The investment strategy of GBP27.4 billion over five years follows its predecessor, RIS 1, adopted December 1, 2014 for the period 2015-2020. RIS 2 consists of fifty schemes: 45 rolled-over from the previous plan which could not be completed in time, and five new schemes that would create or improve upon 40 miles (64 km) of England’s strategic roads network. RIS 1 was written prior to the UK making binding net zero commitments, according to The Guardian.
The plan has been accused by TAN as failing to meet criteria set out in the Infrastructure Act 2015, which stipulates “[a] strategic highway company must also, in exercising its functions, have regard to the effect of the exercise of those functions on [the] environment”, which was dismissed in the ruling as containing “nothing […] which remotely resembles environmental decision-making”.
TAN argued the government was legally obligated to undertake a “quantified assessment of the emissions in RIS 2 and to consider their impact on the ability of the UK to meet the net zero target in 2050 and the carbon budgets running to 2032”, which an organisational press release says “the UK is already set to miss by a mile.”

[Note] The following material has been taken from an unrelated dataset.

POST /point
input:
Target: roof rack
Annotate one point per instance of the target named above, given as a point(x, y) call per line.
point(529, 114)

The Court ruled appropriate “numerical analysis” was undertaken by the government prior to the strategy’s announcement, and there was a “legally adequate precis of” it in a March 6 briefing, which failed to “assess how the predicted emissions related to the carbon budgets […] the likelihood that they would not be met, and cumulative emissions”, but “adequately summarised” the relation between the results of relevant analysis and the Climate Change Act 2008. Further analysis the next month by the Department for Transport (DfT) judged total impact as de minimis, that is, minuscule beyond ruling or legally insignificant, which the Court left undisputed. The Court also regarded a March 6 briefing note to the Secretary of State for Transport, which said in line with “a comprehensive programme of analysis” the plan was “consistent with a major carbon saving required to deliver net zero”.

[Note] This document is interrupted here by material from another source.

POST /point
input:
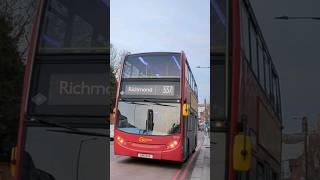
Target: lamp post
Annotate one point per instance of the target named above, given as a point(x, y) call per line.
point(305, 130)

In a press release, TAN said it is currently crowdfunding for an appeal to the ruling, which its director Chris Todd was quoted in that press release as “fail[ing] to grapple with the clear requirement created by Parliament that ministers must carefully consider environmental impacts”. The ruling says “the evidence is plain” the UK “government is taking a range of steps to tackle the need for urgency in addressing carbon production in the transport sector” at a level emphasised by TAN.
Although the call for legal inquiry was dismissed, a second suit with the government led it to withdraw its defence July 14 and begin an environmental review, to be completed no earlier than 2023, on the impact of its transport decarbonisation plan. It will remain effective until then.
RIS 2 would support 64 thousand jobs in the construction industry and has been defended by a former chief executive of Highways England Jim O’Sullivan as “mak[ing] journeys faster and more reliable for freight and road users.” A 2015 DfT analysis of RIS 1 found the scheme would increase the projected rise in emissions by 2040 by between 0.1 and 0.2%. An April 2020 analysis of RIS 2 found the five new schemes covered would amount to an estimated 0.016% of emissions of the 2028-2032 carbon budget.
Expert witness on behalf of TAN Professor Jillian Anable of the University of Leeds said the decision to heighten roadbuilding “can only be interpreted as either blatant dishonesty or failure to understand the science”, adding “all modelling shows that we need to cut traffic”. Professor Phil Goodwin of University College London and the University of the West of England, Bristol criticised forecasts for potential inaccuracy “if the current trajectory of global heating is continued, with all its disruption of economic and social life”, nor reversed, as doing so would “require traffic reduction”.
The government of Wales suspended all new roadbuilding projects June 22 for its own emissions review, according to the BBC.